To utilize this class, the transform() function must be defined as a method within a class that inherits from Progress within the operator module. For example:

import tomviz.operators

class MyCancelableOperator(tomviz.operators.CancelableOperator):
    def transform(self, dataset, ...):
        while not self.canceled:
            # Do work

Note how self.canceled is checked in order to determine whether the operator was canceled or not. If it was canceled, the transform() function should abort.

This operator may also report progress as well in self.progress. See the generic Operator class for details.

property canceled: bool

returns True if the operator has been canceled, False otherwise.

class tomviz.operators.CompletableOperator(*args, **kwargs)[source]

Bases: CancelableOperator

A completable operator allows a user to interrupt the execution of the operator using either “cancel” or “complete”. The completable property can be used in the transform(…) method to break out when an operator is finished early, like if an iterative algorithm is a reasonable quality before the designated iterations are reached. Use similar to “cancel”, but be sure to return data.

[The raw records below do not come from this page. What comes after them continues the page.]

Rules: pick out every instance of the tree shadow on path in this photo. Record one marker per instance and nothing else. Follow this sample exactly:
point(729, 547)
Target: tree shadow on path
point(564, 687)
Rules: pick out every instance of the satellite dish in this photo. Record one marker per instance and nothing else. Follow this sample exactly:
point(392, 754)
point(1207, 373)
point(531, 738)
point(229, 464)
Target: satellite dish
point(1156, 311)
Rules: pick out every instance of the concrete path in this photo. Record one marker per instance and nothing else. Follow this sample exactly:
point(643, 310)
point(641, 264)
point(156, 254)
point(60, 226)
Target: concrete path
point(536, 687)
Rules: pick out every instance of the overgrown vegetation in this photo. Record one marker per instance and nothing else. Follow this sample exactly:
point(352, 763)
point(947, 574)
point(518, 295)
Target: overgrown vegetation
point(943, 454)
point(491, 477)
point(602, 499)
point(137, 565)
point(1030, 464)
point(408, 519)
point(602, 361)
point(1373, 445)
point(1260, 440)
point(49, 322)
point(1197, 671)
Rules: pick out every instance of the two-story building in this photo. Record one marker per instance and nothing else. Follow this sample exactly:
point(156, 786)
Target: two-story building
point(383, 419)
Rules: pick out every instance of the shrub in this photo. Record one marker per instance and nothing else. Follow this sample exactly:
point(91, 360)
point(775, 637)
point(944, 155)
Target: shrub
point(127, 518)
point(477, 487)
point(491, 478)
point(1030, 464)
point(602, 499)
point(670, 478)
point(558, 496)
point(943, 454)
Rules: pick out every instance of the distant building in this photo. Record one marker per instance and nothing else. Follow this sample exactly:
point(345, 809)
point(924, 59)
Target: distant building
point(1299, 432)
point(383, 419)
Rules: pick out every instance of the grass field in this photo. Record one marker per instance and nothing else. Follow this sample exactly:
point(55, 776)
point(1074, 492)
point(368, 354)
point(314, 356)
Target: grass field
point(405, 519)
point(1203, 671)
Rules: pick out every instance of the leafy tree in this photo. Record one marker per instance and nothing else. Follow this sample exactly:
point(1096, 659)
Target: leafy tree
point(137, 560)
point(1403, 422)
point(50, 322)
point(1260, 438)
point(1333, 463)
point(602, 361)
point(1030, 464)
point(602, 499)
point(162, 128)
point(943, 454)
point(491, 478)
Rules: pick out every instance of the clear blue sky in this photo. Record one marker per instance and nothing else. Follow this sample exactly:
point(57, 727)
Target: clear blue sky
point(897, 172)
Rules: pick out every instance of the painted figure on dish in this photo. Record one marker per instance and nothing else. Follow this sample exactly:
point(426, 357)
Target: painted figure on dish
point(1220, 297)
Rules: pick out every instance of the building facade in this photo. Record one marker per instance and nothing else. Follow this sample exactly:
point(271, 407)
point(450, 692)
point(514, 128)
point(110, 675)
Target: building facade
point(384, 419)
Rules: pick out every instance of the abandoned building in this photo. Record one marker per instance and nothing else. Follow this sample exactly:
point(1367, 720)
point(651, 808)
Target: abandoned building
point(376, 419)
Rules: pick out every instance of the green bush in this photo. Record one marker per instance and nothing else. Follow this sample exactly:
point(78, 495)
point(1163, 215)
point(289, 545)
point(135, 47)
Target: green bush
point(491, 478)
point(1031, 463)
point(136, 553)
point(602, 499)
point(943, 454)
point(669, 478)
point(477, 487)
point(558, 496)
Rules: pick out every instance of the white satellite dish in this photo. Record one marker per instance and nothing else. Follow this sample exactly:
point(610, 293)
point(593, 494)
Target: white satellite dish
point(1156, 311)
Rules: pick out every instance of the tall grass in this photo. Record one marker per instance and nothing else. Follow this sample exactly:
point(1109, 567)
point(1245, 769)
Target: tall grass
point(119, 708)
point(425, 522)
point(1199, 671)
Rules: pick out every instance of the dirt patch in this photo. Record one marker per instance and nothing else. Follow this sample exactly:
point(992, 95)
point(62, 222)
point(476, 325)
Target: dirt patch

To utilize this class, the transform() function must be defined as a method within a class that inherits from CompletableOperator within the operator module. For example:

import tomviz.operators

class MyCompletableOperator(tomviz.operators.CompletableOperator):
    def transform(self, dataset, ...):
        while True:
            if self.completed:
                # Break out of the iterative loop and return the current
                # results.

Note how self.completed is checked in order to determine whether the operator was completed or not. If completed, the transform function should skip to the end and return the current dataset.

self.canceled may also be used in this operator, since it inherits from CancelableOperator as well.

This operator may also report progress as well in self.progress. See the generic Operator class for details.

property completed: bool

returns True if the operator is early completed (from Button), False otherwise

Note

This API documentation is automatically generated from the source code docstrings.